# Is there a quick way to visualize new posts in threads participated to?



## Sebastiano (Dec 28, 2018)

Even looking in the FAQ, I can't really find anything helpful about this.
Is there a way to visualize new activity in the threads I've been posting in, or to see if someone answers me?
If I subscribe to a thread I just see all the messages of the thread in the window "subscriptions", even the older ones, which looks a bit confuzing.


----------



## Pete Thomas (Sep 12, 2004)

*Re: Is there a quick way to visualize new posts in threads pasrticipated to?*

If i'm understanding correctly I think the best way is to make sure you have enabled email notifications and just follow those


----------



## lesacks (Feb 15, 2015)

On the mobile skin (enhanced mobile view), clunky as it is, there are the views "Participated" and "Subscribed" 
Selecting one of them shows you your threads with, randomly, the begging of the last or first post of each thread. 
7/10 what you want?


----------



## MojoBari (Feb 2, 2003)

A the top of the page select Settings (next to Log Out). Does that help?


----------



## mrpeebee (Jan 29, 2010)

Sebastiano said:


> If I subscribe to a thread I just see all the messages of the thread in the window "subscriptions", even the older ones, which looks a bit confuzing.
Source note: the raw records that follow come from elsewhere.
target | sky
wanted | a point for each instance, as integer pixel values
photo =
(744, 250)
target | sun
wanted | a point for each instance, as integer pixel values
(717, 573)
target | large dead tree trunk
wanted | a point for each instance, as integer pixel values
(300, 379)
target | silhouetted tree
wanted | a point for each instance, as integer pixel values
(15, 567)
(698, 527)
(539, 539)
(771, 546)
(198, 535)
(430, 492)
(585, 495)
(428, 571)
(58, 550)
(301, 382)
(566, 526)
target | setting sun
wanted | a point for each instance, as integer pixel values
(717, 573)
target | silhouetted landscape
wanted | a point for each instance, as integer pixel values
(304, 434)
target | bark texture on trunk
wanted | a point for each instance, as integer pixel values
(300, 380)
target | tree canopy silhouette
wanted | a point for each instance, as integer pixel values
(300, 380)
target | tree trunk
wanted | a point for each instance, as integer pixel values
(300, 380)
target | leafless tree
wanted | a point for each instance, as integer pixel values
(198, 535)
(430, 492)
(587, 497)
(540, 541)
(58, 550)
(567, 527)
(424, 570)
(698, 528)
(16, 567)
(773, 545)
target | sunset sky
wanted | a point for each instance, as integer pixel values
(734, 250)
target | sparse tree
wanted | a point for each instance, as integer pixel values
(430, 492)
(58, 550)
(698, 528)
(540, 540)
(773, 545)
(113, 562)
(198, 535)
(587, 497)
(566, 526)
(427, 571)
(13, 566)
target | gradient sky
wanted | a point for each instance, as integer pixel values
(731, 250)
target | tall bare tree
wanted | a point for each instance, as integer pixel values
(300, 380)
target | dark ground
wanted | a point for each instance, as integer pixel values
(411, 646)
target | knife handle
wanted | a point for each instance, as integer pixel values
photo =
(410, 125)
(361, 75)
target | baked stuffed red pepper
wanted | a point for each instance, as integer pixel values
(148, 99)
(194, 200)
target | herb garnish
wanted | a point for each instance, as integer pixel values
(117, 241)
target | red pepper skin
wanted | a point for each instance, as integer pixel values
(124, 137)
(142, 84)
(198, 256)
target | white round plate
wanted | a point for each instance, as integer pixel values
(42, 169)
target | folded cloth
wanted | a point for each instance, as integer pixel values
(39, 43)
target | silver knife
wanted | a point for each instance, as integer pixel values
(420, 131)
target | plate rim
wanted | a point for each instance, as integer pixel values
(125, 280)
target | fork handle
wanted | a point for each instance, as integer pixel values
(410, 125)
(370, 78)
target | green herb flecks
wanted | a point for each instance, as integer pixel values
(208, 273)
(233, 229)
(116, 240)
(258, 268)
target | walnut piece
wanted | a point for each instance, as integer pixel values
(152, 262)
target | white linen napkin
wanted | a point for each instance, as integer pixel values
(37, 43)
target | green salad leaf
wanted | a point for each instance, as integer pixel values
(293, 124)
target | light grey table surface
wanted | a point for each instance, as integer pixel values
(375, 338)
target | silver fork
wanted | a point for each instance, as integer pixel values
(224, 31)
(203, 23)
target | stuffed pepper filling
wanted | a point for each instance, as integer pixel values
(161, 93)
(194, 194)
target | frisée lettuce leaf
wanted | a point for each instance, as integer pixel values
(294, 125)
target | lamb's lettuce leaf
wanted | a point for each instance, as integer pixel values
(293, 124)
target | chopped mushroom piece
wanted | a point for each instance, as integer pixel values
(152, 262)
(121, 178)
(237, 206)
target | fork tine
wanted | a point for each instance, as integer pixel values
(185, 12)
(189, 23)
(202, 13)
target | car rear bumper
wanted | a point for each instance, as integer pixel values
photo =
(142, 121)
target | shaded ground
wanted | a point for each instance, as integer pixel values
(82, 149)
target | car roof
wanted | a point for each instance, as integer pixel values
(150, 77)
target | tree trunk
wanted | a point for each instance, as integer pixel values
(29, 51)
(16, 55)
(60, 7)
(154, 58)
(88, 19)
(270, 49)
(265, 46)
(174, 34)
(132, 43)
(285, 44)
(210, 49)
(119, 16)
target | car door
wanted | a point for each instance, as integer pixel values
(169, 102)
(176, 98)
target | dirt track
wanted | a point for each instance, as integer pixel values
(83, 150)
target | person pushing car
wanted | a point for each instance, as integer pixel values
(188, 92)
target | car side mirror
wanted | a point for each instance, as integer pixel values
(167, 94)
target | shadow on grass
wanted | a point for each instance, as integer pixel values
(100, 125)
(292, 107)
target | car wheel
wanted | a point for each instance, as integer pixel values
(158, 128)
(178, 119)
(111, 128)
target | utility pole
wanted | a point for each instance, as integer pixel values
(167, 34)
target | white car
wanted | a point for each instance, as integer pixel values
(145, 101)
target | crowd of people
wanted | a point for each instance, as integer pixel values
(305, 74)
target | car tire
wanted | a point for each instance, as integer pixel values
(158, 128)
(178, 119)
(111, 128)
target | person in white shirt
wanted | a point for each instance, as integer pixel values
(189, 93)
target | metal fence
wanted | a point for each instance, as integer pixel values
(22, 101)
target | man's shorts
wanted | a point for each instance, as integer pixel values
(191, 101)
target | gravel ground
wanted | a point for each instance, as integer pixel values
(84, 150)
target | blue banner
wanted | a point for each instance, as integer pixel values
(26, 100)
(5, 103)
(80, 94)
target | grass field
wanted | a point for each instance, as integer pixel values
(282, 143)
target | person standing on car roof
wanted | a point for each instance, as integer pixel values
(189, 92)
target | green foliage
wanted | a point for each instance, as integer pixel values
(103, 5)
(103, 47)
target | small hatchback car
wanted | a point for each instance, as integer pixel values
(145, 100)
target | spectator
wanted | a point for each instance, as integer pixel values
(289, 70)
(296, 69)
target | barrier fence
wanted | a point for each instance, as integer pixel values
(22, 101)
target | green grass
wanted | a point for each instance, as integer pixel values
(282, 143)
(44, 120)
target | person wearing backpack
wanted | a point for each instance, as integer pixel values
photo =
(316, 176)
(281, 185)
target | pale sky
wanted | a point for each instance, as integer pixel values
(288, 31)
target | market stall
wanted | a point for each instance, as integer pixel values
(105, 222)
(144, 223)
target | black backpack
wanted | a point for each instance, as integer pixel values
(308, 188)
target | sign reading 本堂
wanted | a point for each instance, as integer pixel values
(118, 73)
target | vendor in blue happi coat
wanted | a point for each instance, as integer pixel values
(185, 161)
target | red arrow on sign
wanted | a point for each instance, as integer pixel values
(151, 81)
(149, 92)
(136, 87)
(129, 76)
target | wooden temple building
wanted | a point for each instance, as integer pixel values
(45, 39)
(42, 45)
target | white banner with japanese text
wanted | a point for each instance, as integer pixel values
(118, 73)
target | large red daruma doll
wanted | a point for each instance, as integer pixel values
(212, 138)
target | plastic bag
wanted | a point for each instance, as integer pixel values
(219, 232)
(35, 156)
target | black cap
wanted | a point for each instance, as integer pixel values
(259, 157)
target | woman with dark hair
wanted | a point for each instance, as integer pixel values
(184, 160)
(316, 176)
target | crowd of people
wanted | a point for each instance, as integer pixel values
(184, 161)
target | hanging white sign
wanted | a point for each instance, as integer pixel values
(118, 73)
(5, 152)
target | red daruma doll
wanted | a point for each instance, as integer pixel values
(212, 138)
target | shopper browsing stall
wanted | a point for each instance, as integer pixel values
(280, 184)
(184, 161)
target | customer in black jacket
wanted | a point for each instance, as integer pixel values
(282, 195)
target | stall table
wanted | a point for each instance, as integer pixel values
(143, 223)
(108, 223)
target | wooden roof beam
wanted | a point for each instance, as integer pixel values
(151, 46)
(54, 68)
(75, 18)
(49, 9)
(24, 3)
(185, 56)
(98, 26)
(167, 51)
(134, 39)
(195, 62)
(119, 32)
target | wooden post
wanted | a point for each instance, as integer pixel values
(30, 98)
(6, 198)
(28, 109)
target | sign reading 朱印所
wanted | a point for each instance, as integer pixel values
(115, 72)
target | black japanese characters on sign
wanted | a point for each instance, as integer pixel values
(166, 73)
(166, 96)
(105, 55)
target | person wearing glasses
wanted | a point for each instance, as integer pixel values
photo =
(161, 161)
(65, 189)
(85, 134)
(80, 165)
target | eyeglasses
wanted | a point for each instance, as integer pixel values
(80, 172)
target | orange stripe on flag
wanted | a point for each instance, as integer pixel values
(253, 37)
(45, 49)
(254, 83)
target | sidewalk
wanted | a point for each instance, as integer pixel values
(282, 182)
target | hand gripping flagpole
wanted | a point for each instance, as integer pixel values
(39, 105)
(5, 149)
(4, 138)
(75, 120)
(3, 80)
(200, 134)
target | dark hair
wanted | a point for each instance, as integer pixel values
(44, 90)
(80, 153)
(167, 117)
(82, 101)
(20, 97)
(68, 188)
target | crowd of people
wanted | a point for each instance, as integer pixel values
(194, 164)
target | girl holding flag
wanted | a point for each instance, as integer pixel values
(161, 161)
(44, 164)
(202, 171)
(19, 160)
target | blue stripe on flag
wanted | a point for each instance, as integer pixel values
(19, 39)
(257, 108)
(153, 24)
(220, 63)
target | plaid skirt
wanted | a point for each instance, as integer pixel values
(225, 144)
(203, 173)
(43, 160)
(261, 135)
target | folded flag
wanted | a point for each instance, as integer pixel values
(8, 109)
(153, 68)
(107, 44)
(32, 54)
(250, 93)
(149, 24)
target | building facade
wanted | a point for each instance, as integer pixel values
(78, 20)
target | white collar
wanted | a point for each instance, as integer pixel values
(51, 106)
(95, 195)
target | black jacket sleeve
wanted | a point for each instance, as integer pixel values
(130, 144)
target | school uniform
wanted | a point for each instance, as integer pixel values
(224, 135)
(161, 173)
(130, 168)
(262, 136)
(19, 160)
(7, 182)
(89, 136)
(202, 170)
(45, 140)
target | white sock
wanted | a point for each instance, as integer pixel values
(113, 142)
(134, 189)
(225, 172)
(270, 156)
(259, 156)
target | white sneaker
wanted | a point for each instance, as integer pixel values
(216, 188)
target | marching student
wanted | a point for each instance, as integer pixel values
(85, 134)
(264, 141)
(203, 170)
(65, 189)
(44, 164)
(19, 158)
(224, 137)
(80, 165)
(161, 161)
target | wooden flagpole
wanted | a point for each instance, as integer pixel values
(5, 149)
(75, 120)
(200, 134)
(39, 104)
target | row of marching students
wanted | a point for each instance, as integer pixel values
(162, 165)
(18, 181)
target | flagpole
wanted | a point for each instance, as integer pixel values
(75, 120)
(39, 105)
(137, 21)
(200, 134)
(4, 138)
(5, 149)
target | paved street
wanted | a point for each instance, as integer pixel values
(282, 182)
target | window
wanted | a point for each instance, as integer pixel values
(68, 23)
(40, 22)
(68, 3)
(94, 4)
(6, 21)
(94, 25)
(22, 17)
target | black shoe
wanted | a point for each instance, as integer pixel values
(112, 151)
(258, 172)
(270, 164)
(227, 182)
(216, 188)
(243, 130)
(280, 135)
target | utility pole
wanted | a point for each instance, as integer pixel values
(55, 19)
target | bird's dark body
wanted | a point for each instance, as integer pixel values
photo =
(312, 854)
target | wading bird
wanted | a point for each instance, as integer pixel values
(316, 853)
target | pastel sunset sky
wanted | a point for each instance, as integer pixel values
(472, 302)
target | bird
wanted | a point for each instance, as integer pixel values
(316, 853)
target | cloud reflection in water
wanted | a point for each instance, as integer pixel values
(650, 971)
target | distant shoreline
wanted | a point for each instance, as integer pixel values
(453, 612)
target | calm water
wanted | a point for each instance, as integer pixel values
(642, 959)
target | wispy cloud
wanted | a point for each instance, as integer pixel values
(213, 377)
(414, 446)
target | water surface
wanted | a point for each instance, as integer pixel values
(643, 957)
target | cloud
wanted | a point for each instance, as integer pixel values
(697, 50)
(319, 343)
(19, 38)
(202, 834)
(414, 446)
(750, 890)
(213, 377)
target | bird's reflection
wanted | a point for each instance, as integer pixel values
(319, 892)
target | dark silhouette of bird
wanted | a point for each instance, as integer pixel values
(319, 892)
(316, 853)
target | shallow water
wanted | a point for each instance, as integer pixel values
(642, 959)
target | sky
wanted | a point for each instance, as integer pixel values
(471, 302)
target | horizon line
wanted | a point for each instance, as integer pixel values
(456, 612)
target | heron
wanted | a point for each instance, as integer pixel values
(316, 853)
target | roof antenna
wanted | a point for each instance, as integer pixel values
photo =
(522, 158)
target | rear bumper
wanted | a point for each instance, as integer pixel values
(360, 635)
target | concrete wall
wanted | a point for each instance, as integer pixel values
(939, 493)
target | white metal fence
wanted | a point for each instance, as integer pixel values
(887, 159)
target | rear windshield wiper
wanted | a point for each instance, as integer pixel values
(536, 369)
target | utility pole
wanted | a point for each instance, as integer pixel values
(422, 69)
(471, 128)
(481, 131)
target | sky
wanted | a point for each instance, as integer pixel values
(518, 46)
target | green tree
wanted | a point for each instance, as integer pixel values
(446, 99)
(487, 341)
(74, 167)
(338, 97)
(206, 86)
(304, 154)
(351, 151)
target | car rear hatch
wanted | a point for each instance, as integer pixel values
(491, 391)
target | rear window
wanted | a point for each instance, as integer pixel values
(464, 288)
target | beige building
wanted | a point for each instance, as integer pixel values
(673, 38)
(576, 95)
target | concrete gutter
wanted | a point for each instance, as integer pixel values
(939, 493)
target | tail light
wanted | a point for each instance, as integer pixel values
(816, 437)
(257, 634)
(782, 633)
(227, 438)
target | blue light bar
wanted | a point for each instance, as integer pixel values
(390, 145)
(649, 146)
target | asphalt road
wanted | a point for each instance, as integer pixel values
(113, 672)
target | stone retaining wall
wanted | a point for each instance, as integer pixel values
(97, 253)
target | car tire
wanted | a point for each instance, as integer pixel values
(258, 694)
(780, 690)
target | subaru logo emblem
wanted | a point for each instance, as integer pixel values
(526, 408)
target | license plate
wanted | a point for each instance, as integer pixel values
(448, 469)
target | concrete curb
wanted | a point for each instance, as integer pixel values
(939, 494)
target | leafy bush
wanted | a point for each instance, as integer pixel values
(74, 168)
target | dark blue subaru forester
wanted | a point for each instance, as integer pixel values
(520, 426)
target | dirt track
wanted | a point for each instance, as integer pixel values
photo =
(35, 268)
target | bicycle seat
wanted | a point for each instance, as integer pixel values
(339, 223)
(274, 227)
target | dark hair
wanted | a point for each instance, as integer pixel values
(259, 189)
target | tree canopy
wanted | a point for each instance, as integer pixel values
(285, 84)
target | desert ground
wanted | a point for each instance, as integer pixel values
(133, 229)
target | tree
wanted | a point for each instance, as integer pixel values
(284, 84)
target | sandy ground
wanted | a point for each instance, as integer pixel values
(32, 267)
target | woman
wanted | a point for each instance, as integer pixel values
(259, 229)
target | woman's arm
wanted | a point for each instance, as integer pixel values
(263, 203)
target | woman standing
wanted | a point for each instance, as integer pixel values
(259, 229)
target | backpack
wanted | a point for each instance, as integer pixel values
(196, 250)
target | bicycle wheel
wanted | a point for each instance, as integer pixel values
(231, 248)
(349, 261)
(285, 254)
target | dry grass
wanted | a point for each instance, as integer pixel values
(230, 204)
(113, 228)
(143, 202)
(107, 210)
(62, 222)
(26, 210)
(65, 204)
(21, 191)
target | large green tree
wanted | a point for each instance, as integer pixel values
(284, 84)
The ones with new posts will be in 'bold' characters. Click on the small icon just in front of the thread title and it will bring you to the first unread post in that thread.


----------



## Sebastiano (Dec 28, 2018)

Thank you very much! I'm still wrapping my head around this..!


----------



## Canadiain (Nov 16, 2004)

I use a shortcut / bookmark to

https://forum.saxontheweb.net/subscription.php

If its bold there are new replies

Or else use the email notification option, but that gets annoying pretty fast in my experience.


----------